The science behind how we form habits is well-known, but why some people succeed and some fail at improving behaviors is less understood. One evidence-based model called Stages of Change helps explain why making new healthy changes can be a difficult, lengthy process for so many. According to this model, at any given time we are in one of five stages of change:

·      Precontemplation. There is no intention of making a change during this stage because either you lack awareness or have tried and failed to make a change in the past.

·      Contemplation. You are aware your behavior is problematic but have not yet committed to making a change.

·      Preparation. You realize you must change and feel confident that you can. You take initial steps to change, like join a gym or put a calorie-counting app on your phone.

·      Action. You have finally made the change and face the challenge of living life without the old habit. You may incorporate healthy coping strategies like exercise or deep breathing when encountering an old trigger.

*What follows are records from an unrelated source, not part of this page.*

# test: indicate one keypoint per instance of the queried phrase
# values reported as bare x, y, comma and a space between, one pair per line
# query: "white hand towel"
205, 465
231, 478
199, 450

·      Maintenance. You have practiced the new behavior for six months and are ready to integrate it into your life. You will steer clear of certain old triggers to prevent a relapse.

These stages are discrete, but progressing through them is usually never linear, and the amount of time it takes depends on the person. Relapse is common, although it is rare to revisit the precontemplation stage. If a relapse does occur, it is important to learn from what went wrong and improve your plan for the next time.

The challenges facing habit intervention programs

Many interventions created to help improve behaviors are quite effective initially, but do not generally show lasting results in the long term. Several reasons can explain this. Feeling stressed or having a busy schedule can derail new behaviors, and many intervention strategies lack built-in methods for maintenance. Also, even when new habits are formed, old habits are not always extinguished. Relapses can occur because past environmental cues activate old unhealthy behaviors.

Behavioral change in practice: better habits for weight loss

Behavior modification programs do not always produce lasting results, but two recent studies shed light on interventions that did. In the first, subjects wanting to lose weight were encouraged to repeat 10 simple healthy eating and exercise behaviors. After 8 weeks, the intervention group lost 4.4 lbs compared with 0.88 lbs lost among those not on the program. As healthy habits were established, the weight loss continued to increase over time, amounting to a loss of 8.4 lb even after 32 weeks. The subjects reported that these new behaviors became second nature.

A second study revealed that overweight participants who designed their own weight loss routines, put in place cues at home to encourage healthy eating and exercise and granted themselves rewards immediately after engaging in healthy behaviors, lost 15 lbs over 3 months and continued to lose up to 20 lbs over 6 months. The group that did not design and engage in their own structured routines similarly lost 15 lbs after 3 months but gained back 5 lbs at the 6-month mark.

What you should know

Overcoming harmful habits and adopting healthier ones in their place may require effort, but doing so is vital as the quality and longevity of your life depend on it. Changing your daily behaviors in a positive way may not only affect how you feel today, it also increases your likelihood of leading a healthy, independent life as you age.